Generative Social Choice: The Next Generation
Niclas Boehmer, Sara Fish, Ariel D. Procaccia
TL;DR
This work advances generative social choice by introducing cost- and budget-aware slates and accommodating approximate query responses. It formalizes a budgeted slate selection problem with a rich axiomatic basis (cBJR), and provides both theoretical guarantees and impossibility results under query errors. The PROSE system demonstrates practical applicability by integrating GPT-4o for discriminative and generative queries on unstructured data, achieving improved proportional representation and user utilities over baselines. Together, the results push scalable, fair, and representative democratic processes that can adapt to real-world constraints and imperfect AI components. The framework lays groundwork for future extension to participatory budgeting and ordinal preferences while emphasizing responsible deployment considerations.
Abstract
A key task in certain democratic processes is to produce a concise slate of statements that proportionally represents the full spectrum of user opinions. This task is similar to committee elections, but unlike traditional settings, the candidate set comprises all possible statements of varying lengths, and so it can only be accessed through specific queries.

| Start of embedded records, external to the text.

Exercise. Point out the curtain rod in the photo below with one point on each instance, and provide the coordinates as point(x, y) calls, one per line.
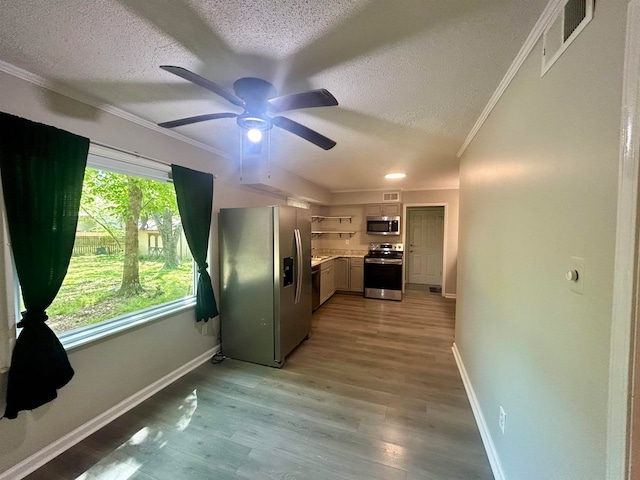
point(135, 154)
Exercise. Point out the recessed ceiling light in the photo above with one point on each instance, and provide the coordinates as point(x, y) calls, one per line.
point(254, 135)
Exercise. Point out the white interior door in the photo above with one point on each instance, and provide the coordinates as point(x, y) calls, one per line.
point(426, 242)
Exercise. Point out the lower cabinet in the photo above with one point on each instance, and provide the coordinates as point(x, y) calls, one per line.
point(356, 275)
point(350, 274)
point(327, 280)
point(342, 273)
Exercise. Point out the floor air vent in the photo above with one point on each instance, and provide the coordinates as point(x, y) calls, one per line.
point(569, 20)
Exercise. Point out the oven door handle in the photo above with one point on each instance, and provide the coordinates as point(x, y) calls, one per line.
point(384, 261)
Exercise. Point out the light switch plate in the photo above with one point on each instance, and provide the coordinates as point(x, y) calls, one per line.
point(577, 264)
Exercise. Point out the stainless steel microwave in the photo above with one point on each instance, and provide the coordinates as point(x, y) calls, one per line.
point(383, 225)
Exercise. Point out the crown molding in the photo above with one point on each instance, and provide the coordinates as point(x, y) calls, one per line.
point(86, 99)
point(537, 31)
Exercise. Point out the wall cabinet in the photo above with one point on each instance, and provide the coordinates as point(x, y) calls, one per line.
point(383, 209)
point(327, 280)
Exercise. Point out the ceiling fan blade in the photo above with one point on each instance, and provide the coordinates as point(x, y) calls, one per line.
point(199, 118)
point(313, 98)
point(304, 132)
point(204, 83)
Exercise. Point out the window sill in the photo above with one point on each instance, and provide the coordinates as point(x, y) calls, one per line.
point(92, 333)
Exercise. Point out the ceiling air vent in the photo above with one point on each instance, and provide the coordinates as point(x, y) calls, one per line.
point(391, 197)
point(566, 24)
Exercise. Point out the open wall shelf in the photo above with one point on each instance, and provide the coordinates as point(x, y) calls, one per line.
point(320, 218)
point(317, 233)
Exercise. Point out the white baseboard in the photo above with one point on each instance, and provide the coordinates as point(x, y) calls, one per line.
point(38, 459)
point(489, 446)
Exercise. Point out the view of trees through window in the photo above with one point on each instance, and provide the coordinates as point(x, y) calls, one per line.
point(130, 252)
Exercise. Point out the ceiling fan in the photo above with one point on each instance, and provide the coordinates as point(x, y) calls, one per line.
point(258, 98)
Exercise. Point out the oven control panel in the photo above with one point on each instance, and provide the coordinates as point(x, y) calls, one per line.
point(386, 247)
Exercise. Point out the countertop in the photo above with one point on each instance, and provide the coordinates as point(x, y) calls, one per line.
point(326, 258)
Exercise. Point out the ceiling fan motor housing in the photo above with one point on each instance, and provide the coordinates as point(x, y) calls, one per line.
point(255, 92)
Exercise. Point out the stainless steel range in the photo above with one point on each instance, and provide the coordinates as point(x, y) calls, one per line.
point(383, 271)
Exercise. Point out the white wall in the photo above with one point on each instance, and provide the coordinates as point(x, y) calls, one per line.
point(111, 370)
point(538, 185)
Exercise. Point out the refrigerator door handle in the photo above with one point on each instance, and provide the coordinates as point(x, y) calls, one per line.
point(296, 234)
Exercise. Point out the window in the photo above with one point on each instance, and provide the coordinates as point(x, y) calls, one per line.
point(130, 261)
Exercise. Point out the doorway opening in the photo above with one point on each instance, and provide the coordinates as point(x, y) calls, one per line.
point(424, 249)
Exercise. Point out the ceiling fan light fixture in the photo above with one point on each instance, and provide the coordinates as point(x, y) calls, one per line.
point(393, 176)
point(254, 135)
point(249, 122)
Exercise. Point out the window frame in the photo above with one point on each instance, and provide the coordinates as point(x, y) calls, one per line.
point(106, 158)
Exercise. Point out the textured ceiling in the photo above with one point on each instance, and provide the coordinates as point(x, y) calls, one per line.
point(411, 76)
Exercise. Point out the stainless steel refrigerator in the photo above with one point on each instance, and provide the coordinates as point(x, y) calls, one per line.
point(265, 282)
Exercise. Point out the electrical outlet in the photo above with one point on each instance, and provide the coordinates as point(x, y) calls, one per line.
point(502, 419)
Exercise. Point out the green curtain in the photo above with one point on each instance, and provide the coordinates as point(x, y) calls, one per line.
point(42, 170)
point(194, 193)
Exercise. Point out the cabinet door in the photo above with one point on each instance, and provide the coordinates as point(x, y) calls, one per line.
point(342, 274)
point(332, 280)
point(357, 278)
point(390, 209)
point(327, 280)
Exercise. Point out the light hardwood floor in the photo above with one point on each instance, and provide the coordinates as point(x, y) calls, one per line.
point(373, 394)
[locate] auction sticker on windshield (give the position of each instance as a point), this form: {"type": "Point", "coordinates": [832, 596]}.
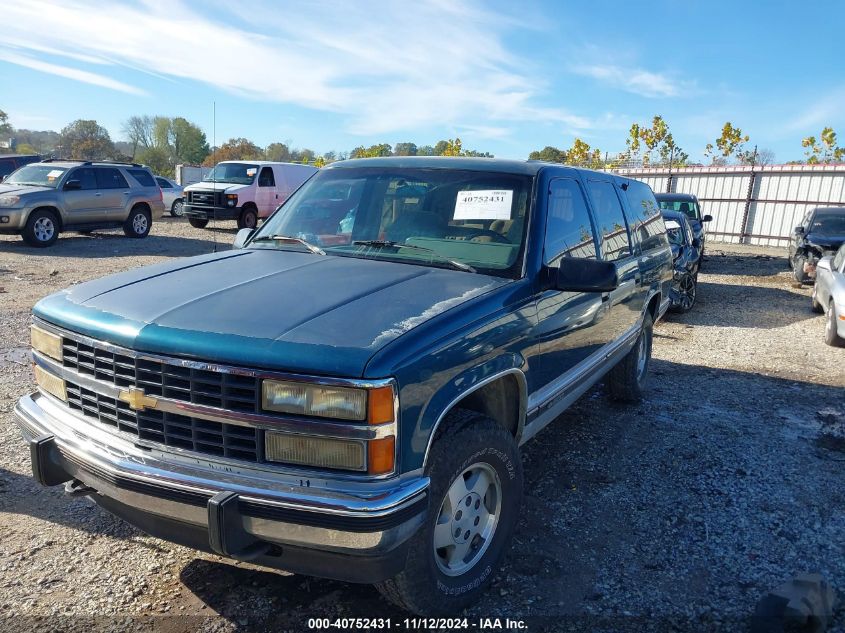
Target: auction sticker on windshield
{"type": "Point", "coordinates": [487, 204]}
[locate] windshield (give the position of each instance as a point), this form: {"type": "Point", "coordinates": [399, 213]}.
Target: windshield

Combining social choice and large language models, prior work has approached this challenge through a framework of generative social choice. We extend the framework in two fundamental ways, providing theoretical guarantees even in the face of approximately optimal queries and a budget limit on the overall length of the slate. Using GPT-4o to implement queries, we showcase our approach on datasets related to city improvement measures and drug reviews, demonstrating its effectiveness in generating representative slates from unstructured user opinions.